Review: Archer: Season Two

In season two, the show delves more into the characters’ pasts, finding out how they all got to be such emotional train wrecks.

Archer: Season Two

In the first season of FX’s animated spy spoof Archer, producers Adam Reed and Matt Thompson crafted a wonderful, perverted world, rich with running gags and meta comedy. Entering its second season with a healthy cult following, Archer needs to avoid relying too heavily on the first season’s dense catalogue of running gags while still playing to its core audience of fans, who have spent the past nine months screaming catchphrases like “Dangah zone!” at every opportunity. And Reed and Thompson do just that, managing an outrageous sophomore season that largely bails on the running gags and cranks up the insanity without sacrificing the show’s deranged wit and dedication to its increasingly neurotic cast of lunatics.

Set in an oddball alternate modern day with ’60s architecture and fashion, ’80s computers, and KGB agents sneaking around like the Cold War never ended, Archer is a workplace comedy that takes place at the international spy agency ISIS. Archer’s success is still largely owed to how well Reed and Thompson exploit their characters’ various neuroses: there’s pill-popping comptroller Cyril’s (Chris Parnell) self-diagnosed sex addiction, glue-chugging assistant Cheryl/Carol’s (Judy Greer) disturbing erotic fantasies of getting choked to death during sex, and Dr. Krieger’s (Lucky Yates) dedication to building the ultimate virtual sex slave. Then, of course, there’s Sterling Archer (H. Jon Benjamin), capable spy, successful ladies man, and resounding, overwhelming asshole extraordinaire.

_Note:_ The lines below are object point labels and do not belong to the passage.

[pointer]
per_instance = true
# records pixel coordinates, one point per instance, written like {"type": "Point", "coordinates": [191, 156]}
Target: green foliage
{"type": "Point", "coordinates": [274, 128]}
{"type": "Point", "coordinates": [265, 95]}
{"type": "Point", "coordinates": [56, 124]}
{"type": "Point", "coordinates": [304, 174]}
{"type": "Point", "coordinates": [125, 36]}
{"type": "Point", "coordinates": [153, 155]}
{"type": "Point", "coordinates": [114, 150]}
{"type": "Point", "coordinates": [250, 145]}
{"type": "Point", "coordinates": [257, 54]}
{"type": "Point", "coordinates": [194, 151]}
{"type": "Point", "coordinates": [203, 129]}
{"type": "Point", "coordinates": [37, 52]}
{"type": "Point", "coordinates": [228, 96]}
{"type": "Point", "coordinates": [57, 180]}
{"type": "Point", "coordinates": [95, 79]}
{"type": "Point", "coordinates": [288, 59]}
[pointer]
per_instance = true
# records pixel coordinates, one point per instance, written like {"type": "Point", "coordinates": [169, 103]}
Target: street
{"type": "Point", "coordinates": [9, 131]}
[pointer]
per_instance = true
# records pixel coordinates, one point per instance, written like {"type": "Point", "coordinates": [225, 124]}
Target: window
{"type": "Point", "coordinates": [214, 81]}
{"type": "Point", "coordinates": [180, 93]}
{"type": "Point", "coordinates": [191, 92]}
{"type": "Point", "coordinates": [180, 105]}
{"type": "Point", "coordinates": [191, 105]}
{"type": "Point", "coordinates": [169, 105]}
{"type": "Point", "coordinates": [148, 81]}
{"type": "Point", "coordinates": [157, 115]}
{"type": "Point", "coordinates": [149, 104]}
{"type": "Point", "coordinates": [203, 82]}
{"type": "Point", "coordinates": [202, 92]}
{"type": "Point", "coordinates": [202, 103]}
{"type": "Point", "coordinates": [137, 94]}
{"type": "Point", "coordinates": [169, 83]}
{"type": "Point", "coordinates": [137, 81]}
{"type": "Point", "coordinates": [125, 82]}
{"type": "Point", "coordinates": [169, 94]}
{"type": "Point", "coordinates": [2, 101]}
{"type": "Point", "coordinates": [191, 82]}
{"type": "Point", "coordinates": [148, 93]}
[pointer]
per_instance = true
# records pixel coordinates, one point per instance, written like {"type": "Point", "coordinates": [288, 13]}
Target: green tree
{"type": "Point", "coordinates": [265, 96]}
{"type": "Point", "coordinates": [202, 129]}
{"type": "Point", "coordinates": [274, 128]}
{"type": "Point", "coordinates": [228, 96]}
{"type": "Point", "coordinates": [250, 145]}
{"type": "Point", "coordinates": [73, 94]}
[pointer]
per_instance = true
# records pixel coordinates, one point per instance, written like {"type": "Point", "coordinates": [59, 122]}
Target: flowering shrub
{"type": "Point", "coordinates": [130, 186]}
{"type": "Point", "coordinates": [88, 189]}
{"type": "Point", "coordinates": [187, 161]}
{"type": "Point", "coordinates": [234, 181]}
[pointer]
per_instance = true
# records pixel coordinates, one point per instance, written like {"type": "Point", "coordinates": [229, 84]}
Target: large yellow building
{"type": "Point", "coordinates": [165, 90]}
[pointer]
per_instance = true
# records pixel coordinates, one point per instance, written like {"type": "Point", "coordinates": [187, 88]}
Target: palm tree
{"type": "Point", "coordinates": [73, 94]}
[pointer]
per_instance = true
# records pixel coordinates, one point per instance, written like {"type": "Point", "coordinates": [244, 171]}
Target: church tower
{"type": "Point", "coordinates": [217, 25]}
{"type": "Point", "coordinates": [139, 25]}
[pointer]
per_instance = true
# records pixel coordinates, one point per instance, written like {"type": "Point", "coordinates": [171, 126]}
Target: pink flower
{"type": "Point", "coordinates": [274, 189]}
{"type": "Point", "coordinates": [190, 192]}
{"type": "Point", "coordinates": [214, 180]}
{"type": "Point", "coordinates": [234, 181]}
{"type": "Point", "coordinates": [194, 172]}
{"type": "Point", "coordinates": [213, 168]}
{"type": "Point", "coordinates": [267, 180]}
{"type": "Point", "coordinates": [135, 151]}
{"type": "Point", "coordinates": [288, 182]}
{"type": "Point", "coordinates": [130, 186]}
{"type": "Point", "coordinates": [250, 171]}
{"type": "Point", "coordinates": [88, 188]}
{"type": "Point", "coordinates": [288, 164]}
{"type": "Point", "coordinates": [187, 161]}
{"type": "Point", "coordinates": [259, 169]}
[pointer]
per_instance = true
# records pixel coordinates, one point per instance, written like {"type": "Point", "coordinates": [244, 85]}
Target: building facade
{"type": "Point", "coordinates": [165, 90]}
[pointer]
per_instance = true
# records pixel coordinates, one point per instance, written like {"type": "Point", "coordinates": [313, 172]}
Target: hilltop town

Much of Archer’s second season concentrates on fleshing out its cast, delving more into their pasts and finding out how they all got to be such emotional train wrecks. We discover that Woodhouse (George Coe), Archer’s beleaguered, mild-mannered servant, was once a World War I hero (making him something like 110 years old), a world traveler, a possible homosexual, and a dope fiend who shot William S. Burroughs’s wife in the head. Some minor characters get a little welcome face time as well, especially gay ISIS intelligence analyst Ray (Reed), with his bottomless well of sass.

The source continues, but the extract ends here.